Networks have struggled to produce a marijuana show for the legalization era, so they’re bringing back an old friend.
Back in 2005, “Weeds” debuted on Showtime and introduced mainstream America to the underground dealings of black-market marijuana. Thanks to a standout performance from Mary-Louise Parker, the show grounded the moody drama found in shows like “The Sopranos” and “Breaking Bad”, with a lighthearted jolt. After all, this was a story of a widowed mother just trying to provide for her family.
Thanks to marijuana’s newfound popularity and an insatiable demand for relatable content, the show is receiving a revival at Starz. Parker will star and executive produce the sequel, which is being called “Weeds 4.20”, though series creator Jenji Kohan will not return. Instead Victoria Morrow, a writer and co-executive producer on the original series, would helm the project. Lionsgate Television will produce the show.
“We’re thrilled to be back in business with series star and producer Mary Louise Parker on what we’re calling ‘Weeds 4.20,’ already in active development at Starz, as we prepare a comprehensive and integrated rollout for one of television’s most beloved properties,” said Lionsgate CEO Jon Feltheimer on a company earnings call Thursday.
This revival represents two truths about entertainment today—every show, movie, video game, and board game is capable of being rebooted in today’s content landscape. “Weeds” was a stellar show for its first three seasons, but seemed bored with itself in its final iteration.

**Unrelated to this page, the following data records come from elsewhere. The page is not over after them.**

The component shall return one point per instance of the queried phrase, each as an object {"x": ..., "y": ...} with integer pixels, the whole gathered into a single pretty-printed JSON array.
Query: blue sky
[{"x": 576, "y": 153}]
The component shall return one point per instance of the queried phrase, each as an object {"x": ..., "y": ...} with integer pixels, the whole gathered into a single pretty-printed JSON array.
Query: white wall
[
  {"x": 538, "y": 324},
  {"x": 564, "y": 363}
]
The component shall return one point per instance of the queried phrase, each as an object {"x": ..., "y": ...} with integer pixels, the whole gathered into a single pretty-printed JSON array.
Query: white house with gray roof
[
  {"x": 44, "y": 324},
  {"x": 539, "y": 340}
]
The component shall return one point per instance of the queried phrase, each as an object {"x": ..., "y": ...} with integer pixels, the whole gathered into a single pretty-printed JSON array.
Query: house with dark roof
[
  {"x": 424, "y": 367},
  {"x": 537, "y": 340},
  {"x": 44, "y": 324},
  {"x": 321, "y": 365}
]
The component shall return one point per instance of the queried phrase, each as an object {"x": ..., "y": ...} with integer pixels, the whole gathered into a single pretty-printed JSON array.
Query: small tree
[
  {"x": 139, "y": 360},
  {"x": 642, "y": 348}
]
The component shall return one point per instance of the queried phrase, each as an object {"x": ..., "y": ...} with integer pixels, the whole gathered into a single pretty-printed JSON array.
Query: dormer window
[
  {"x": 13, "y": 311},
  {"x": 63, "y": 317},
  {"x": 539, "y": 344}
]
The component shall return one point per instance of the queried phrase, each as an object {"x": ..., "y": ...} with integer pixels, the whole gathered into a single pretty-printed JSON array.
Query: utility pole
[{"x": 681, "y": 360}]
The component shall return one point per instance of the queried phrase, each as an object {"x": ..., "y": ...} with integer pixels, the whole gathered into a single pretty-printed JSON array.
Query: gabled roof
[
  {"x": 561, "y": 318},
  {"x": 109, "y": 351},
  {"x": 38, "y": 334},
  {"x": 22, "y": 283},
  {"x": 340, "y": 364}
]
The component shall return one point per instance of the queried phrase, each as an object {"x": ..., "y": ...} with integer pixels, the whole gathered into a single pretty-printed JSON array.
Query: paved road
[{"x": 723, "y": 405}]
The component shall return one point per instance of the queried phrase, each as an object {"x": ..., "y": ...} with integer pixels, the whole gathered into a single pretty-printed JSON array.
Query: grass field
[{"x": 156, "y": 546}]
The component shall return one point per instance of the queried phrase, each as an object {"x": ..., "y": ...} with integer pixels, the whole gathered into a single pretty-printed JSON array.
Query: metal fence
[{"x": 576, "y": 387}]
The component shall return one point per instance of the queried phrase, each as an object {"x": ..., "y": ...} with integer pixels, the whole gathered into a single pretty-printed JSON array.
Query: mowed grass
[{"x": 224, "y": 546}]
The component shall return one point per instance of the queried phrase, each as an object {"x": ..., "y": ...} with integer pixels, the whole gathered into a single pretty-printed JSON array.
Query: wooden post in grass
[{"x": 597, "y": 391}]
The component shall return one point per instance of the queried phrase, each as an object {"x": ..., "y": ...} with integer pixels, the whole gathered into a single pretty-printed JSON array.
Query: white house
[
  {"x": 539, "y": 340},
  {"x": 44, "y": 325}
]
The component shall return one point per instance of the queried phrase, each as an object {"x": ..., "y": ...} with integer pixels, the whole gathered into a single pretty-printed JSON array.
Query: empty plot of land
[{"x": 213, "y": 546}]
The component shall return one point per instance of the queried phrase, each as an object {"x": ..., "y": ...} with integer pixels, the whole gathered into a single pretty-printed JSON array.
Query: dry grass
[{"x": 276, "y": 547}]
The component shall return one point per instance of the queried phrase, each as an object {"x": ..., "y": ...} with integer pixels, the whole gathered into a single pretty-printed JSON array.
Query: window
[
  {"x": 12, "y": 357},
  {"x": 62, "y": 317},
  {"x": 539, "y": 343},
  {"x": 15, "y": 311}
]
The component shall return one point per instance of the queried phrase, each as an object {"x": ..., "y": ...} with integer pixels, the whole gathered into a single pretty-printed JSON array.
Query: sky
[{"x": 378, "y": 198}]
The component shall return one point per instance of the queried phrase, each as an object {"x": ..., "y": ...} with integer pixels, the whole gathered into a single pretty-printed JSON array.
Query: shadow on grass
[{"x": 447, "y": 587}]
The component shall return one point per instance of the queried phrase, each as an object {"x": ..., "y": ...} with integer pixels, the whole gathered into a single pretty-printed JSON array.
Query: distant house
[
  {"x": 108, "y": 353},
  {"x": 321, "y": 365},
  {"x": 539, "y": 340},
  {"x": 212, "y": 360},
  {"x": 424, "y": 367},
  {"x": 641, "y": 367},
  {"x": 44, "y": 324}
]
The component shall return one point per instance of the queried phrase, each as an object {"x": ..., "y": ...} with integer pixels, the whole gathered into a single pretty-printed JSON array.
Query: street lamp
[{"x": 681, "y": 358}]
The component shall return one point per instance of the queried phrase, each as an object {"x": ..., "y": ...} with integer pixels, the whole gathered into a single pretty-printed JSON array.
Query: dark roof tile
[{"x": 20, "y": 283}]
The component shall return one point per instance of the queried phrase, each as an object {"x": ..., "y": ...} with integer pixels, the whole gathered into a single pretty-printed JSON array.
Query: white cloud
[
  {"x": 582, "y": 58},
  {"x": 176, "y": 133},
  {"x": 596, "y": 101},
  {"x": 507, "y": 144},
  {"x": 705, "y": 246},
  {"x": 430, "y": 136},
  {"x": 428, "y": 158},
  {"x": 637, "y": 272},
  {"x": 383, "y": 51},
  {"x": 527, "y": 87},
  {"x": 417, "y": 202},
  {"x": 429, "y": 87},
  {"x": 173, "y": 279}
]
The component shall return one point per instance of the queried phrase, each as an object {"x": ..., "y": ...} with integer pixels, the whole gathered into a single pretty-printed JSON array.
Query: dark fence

But it also shows the paltry attempt others have made at capitalizing on marijuana’s new mainstream status. “Cooking While High”, Netflix’s “Disjointed”, “Pimp My Grow”, and “Mary + Jane” have all struggled to break through as the new marijuana show. Meanwhile, properties that began as successful web series before making the leap to cable networks like “Broad City” and “High Maintenance” remain culturally relevant today.
Either way, we’re eager to see how the “Weeds” team refreshes the show. The story will pick up 10 years after its original run ended and we’re sure they’ll be plenty of talk around marijuana legalization and corporate cannabis.